Since making a major critical comeback with 2000’s If I Could Only Fly, Merle Haggard has been on an impressive hot streak, tempering his plain-spoken but graceful songwriting with a lifetime’s fill of wisdom. His latest album, I Am What I Am, continues in this same vein, with the country music stalwart at his most contemplative and confessional.
For Haggard, this portrait of the artist as an aged man is also something of a challenge, as it often plays against his strengths. As songs like “Mexican Bands” and the fantastic “Oil Tanker Train” make clear, his best compositions are those that incorporate his distinctive point of view and mastery of working-class vernacular into compelling, self-contained narratives. He simply doesn’t do more personal songs as well: He lapses into sentimentality on the title track, and opener “I’ve Seen It Go Away” is a didactic bit of hand-wringing that doesn’t grieve for what’s been lost so much as it fears change.
For a songwriter of Haggard’s peerless caliber, this is a matter of hairsplitting, since second-tier Haggard songs still trump the majority of what Nashville’s current crop of A-list songwriters can come up with on their best days. If “Bad Actor” and “Down at the End of the Road” are perhaps a bit too deliberately self-conscious, they nonetheless demonstrate Haggard’s attention to greater themes in his work, and I Am What I Am is a cohesive, focused set.
Age has given the lower register of Haggard’s honeyed baritone a rich, textured rumble, and that fits well with most of the songs on I Am What I Am.
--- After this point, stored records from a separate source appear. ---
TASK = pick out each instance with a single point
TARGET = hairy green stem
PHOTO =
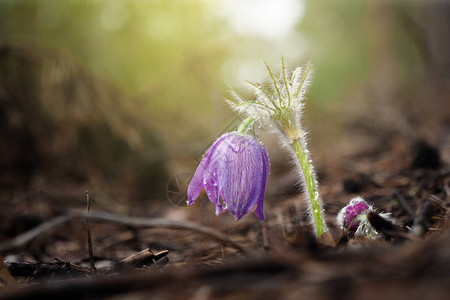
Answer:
(244, 125)
(313, 193)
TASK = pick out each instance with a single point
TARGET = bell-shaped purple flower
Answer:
(235, 169)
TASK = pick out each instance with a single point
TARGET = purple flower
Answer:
(235, 169)
(348, 216)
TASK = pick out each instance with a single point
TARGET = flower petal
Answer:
(197, 182)
(266, 170)
(240, 180)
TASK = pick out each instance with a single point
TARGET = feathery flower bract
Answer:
(280, 104)
(353, 217)
(235, 169)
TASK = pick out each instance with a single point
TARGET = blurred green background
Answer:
(128, 93)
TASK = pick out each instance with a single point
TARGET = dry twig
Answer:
(23, 239)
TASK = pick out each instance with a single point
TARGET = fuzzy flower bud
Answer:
(353, 218)
(235, 169)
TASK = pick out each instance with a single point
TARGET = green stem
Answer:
(314, 198)
(244, 125)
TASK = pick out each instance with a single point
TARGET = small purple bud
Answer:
(348, 216)
(235, 169)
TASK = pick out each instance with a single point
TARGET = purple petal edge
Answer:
(266, 170)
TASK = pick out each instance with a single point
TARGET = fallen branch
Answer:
(25, 238)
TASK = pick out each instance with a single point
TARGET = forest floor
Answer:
(201, 256)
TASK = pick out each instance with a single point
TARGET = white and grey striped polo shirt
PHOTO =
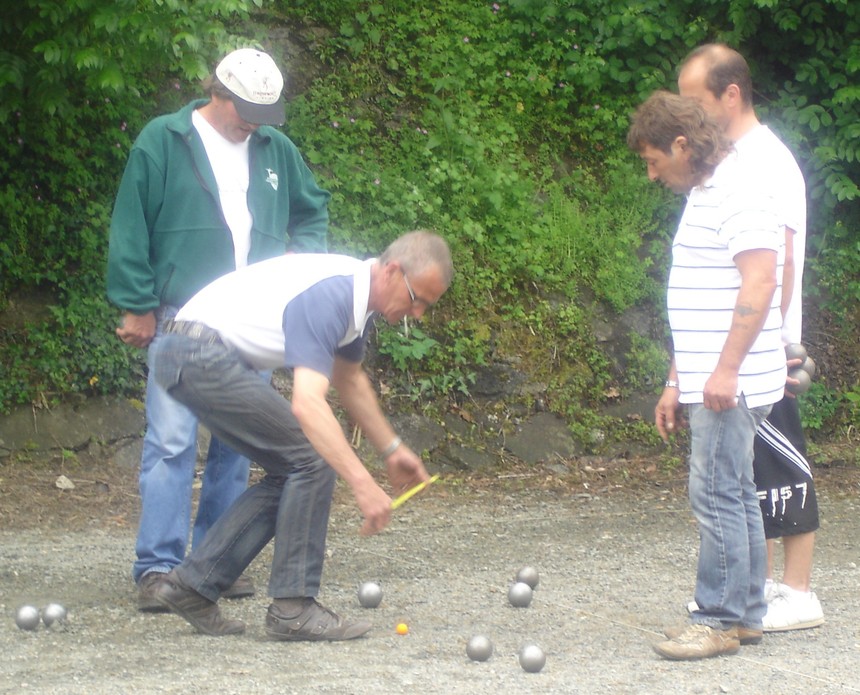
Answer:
(727, 215)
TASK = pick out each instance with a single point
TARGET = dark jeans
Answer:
(290, 504)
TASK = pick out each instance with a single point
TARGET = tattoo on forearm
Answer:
(745, 310)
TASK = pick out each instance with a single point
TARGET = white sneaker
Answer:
(771, 591)
(793, 610)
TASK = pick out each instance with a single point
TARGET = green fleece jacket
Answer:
(168, 235)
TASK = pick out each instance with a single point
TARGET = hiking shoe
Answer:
(241, 588)
(793, 610)
(699, 642)
(198, 610)
(308, 620)
(746, 635)
(146, 600)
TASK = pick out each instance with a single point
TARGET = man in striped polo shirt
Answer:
(728, 366)
(720, 79)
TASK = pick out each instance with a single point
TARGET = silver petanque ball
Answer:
(528, 575)
(532, 658)
(520, 594)
(803, 377)
(479, 648)
(369, 595)
(795, 351)
(53, 614)
(27, 617)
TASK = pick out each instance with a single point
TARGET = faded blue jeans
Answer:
(732, 549)
(290, 504)
(167, 469)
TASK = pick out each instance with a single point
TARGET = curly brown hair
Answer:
(664, 116)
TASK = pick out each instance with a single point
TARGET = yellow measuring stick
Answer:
(414, 491)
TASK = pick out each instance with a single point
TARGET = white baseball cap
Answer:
(256, 84)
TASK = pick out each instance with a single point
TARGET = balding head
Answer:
(718, 67)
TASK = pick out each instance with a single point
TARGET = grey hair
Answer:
(418, 251)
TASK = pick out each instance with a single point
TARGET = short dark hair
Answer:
(724, 66)
(664, 116)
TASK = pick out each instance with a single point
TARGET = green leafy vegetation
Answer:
(499, 124)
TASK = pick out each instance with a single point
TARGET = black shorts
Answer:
(783, 477)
But on his performances of “Stranger in the City” and “Pretty When It’s New,” there’s no getting around the fact that Haggard’s voice, one of the most underrated instruments in country music, has lost a good deal of its power and authority. To compensate, the arrangements never push very hard. There are some traditional country ballads and some flourishes of Dixieland-style jazz that give character to the album’s production, but the overall collection comes across as slight, even fragile. That may not be the way most country music fans think of Haggard, but it makes I Am What I Am an honest reflection of who he has become in his twilight years.